Investing

Warning for South Africans earning under R20,000 a month

South Africans earning up to R20,000 a month are making up the majority of two-pot savings withdrawals as they scramble to make ends meet, putting them at risk of being unable to retire comfortably.

Zareena Camroodien, the Departmental Head of Fund Governance and Trustee Conduct at the Financial Sector Conduct Authority (FSCA), explained this on the Kaya Biz podcast.

Recently, the FSCA released a report outlining the trends in two-pot withdrawals from retirement funds.

The report revealed that nearly 2 million withdrawals were made, with three-quarters of these made by members aged 31 to 51. Notably, over 40% of the withdrawals came from members in their 30s.
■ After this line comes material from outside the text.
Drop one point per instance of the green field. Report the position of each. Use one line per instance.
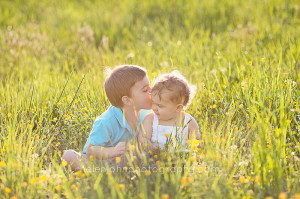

In contrast, less than 15% of withdrawals were made by members over 50, indicating that this age group is more focused on preserving their retirement savings.

Additionally, over 65% of withdrawals originated from members with annual pensionable salaries ranging between R60,000 and RR240,000.

One in four individuals who made withdrawals had a monthly income between R15,000 and R20,000, while a similar proportion fell into the R5,000 to R10,000 monthly income bracket.

According to feedback from fun administrators, these withdrawals are mostly used to service household expenses. This includes housing and car expenses, short-term debt, and school fees. 

With this data in mind, Camroodien said that most people appear to be using their two-pot withdrawals responsibly. 

While some people use their savings to pay for things like holiday expenses or entertainment, they are in the minority – making up only 1%. 

Predominantly, she said, “it’s for your real pressing needs that I think many of us as South Africans face.”

The age group that made the most withdrawals, aged 31-51, often has significant responsibilities such as servicing their bonds, managing card repayments, caring for dependents, and covering school fees.

“I think those are all the things that really push you to withdraw,” Camroodien added.

This additional liquidity, especially for those in difficult financial positions, is precisely the problem that the two-pot savings system and its withdrawal component aimed to address. 

However, Camroodien cautioned that any withdrawal made would impact your income replacement ratio when you retire. 

Considering that only about 6% of South Africans can afford to retire comfortably, these savings must be given the maximum amount of time to grow and accumulate interest. 

Financial experts, including those at the FSCA, recommend not withdrawing from your two-pot savings account unless it is an absolute emergency. 

Not only do you lose out on the compound interest you would have earned on your retirement savings, but you also have to pay SARS at your marginal tax rate whenever you make an early withdrawal.

This tax is specifically meant to discourage people from taking out this money, and in some cases, people end up paying most or all of your withdrawal towards SARS. 

For this reason, it is advised that you ensure all of your obligations towards SARS have been settled before attempting to make any withdrawals. 

On top of this, some providers are charging members quite a hefty amount for any withdrawals made. 

The FSCA’s recent survey revealed that the average fee for withdrawing R30,000 is over R350, although there is a significant variation among providers.

While most funds applied a flat fee of between R200 and R350, one administrator charged as much as R600. 

Currently, the FSCA is still looking into these fees to determine their reasonableness.

Regardless of if these charges are fair, though, they are still an extra, avoidable cost for these fund members. 

“So, unless you absolutely need it in the case of an emergency, you ought not to touch that because we’re all aiming to retire comfortably,” Camroodien said.